New play addresses mental health issues

Geordie Theatre presents Virginia Wolf, a story that highlights the importance of being patient, supportive and loving with those who are struggling

New play addresses mental health

Photo credit: Geordie Theatre

Fresh off its landmark 40th season, Geordie Theatre is  presenting a new show that highlights the timely, and often misunderstood, issue of youth mental health struggles.

Virginia Wolf, a play based on the Governor-General award-winning children’s story by Kyo Maclear will have its premiere online in May. Adapted by award-winning playwright Cole Lewis and directed by Geordie artistic and executive director Mike Payette, the play tells the story of Virginia and her sister Vanessa. When Virginia develops a “wolfish” mood that includes howling, growling and general strangeness, Vanessa tries everything she can to cheer her up — to no avail.

Virginia then tells Vanessa about a perfect place that she has imagined, called Bloomsberry. This inspires Vanessa to paint Virginia’s bedroom walls, transforming them into a beautiful garden complete with a ladder and swing, representing how moods can go down and then back up again. Before long, Virginia also begins painting and undergoes a surprising transformation of her own.
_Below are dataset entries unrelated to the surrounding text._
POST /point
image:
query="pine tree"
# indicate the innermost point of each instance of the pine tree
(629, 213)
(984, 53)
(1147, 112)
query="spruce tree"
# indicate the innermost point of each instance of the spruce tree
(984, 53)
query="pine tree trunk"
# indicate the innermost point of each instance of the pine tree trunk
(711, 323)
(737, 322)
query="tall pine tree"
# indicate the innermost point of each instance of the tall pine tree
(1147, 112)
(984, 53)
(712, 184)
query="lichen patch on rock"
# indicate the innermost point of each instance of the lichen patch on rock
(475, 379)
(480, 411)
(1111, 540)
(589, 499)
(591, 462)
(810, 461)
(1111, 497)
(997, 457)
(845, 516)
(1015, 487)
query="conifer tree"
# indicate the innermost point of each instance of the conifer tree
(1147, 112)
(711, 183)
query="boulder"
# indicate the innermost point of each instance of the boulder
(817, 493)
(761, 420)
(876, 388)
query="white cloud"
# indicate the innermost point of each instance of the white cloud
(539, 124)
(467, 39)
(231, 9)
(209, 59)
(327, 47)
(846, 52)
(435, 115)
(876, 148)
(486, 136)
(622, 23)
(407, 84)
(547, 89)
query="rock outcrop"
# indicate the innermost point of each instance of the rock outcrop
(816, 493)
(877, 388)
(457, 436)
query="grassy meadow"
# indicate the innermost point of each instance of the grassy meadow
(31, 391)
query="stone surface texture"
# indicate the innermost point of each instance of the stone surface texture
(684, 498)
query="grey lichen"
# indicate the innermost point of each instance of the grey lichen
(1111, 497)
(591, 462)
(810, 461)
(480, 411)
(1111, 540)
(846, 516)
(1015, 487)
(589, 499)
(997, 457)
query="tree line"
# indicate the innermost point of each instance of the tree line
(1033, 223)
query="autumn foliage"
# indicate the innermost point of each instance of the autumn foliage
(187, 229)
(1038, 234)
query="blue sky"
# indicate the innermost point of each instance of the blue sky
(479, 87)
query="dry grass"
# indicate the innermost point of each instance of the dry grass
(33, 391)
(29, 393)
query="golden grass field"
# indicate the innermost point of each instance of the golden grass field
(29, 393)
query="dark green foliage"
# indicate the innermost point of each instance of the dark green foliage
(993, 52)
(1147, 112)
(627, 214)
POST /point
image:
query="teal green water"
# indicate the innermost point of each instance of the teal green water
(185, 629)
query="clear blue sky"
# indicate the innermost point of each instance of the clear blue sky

Inspired by the real-life relationship between author Virginia Woolf and her sister, this heartwarming play is a poetic telling of what it can be like to deal with unwanted emotions and reminds us of the importance of patience, support, and love.

Watch it online with the whole family

Due to pandemic restrictions, the show will be available exclusively online on the following dates:

Friday, May 7 – 7 p.m.
Saturday, May 8 – 1 p.m.
Sunday, May 9 – 4 p.m.
Saturday, May 15 – 1 p.m. with ASL Interpretation
Friday, May 16 – 4 p.m.

Tickets are $15 per household. The play is adapted for children ages 6 and up. For more information, click here. 

Mental health workshop offered soon 

Geordie will also be organizing a workshop series later this spring, which uses the play as a springboard for a wider discussion about mental health in the Black community. (In this production, the character of Vanessa is played by a Black performer, which supports the larger social conversation on the intersections of Blackness and mental health.)

In conjunction with this performance, Geordie and DESTA Black Youth Network will offer 10 Black youth aged 18 to 25 the opportunity to engage in a four-part, socio-theatrical workshop that aims to use the arts as a platform to inspire social dialogue, unpack trauma, and encourage dialogue. The sessions will be guided by psychotherapist and theatre therapist Lisa Ndejuru, and include both practical activities and discussions.